Pronounced ah-fan, afang soup is indigenous to the Efik, Ibibio and Oron people of Southern Nigeria. Afang soup is a healthy soup infused with vegetables and ample protein.
Learn to make afang soup with these simple steps.
- Afang leaves (chopped and blended)
- Water leaves (chopped)
- Protein of your choice (beef, chicken, shrimps, fish… the more the merrier)
- Crayfish (ground)
- 5 to 10 fresh yellow peppers
- Seasoning (salt, seasoning cubes)
- Onions (chopped)
- Palm oil
- Ground pepper (optional)
Part 1 (Preparation)
- Wash and season (with salt, ground pepper, seasoning cubes and onions) your protein to taste; put it in a pot to boil.

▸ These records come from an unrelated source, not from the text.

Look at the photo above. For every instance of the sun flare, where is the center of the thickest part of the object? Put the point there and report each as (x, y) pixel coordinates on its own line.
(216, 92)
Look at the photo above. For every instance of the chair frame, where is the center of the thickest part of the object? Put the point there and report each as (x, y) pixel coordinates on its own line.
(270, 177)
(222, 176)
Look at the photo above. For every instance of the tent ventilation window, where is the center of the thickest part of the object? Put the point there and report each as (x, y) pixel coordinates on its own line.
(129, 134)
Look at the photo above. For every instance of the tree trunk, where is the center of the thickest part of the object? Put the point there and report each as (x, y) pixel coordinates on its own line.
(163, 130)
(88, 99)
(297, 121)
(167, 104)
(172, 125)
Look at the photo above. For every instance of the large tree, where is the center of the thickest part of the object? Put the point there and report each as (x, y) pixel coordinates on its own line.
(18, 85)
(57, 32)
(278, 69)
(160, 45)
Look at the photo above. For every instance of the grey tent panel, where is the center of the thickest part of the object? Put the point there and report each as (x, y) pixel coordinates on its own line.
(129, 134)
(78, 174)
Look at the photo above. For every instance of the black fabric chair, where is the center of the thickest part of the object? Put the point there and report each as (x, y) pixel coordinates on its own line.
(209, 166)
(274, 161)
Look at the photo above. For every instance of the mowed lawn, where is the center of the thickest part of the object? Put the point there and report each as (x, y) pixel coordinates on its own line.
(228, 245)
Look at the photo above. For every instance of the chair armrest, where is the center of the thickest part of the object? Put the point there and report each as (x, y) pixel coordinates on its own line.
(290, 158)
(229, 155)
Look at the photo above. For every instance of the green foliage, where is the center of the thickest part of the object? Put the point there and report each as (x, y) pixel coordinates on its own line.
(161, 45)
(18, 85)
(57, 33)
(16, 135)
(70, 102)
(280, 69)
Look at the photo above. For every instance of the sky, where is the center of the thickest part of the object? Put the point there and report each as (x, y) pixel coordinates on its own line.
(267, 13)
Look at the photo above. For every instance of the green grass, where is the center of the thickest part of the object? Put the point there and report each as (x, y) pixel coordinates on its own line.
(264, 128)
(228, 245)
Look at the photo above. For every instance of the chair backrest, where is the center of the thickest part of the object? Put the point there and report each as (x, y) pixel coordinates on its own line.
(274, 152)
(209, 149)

- Wash the chopped water leaves.
- Grind or blend the yellow peppers.
- If you have fish and shrimps, rinse and shred them.
Part 2 (Coming Together)
- When your protein is cooked, add your ground yellow peppers, crayfish, fish and shrimps to the pot. Stir and allow to boil for 3 minutes.
- Add the washed water leaves to the pot. Stir and allow it to boil for 5 to 7 minutes (because water leaves have a lot of water in them, they will release water into the pot as they boil).
- Add two cooking spoonfuls of palm oil. Allow to simmer for 3 minutes and then stir.
- Add the ground afang leaves. Stir and allow to boil for 2 minutes.
Afang soup can be eaten with a range of ‘swallows’ (eba, semolina) but is best enjoyed with fufu.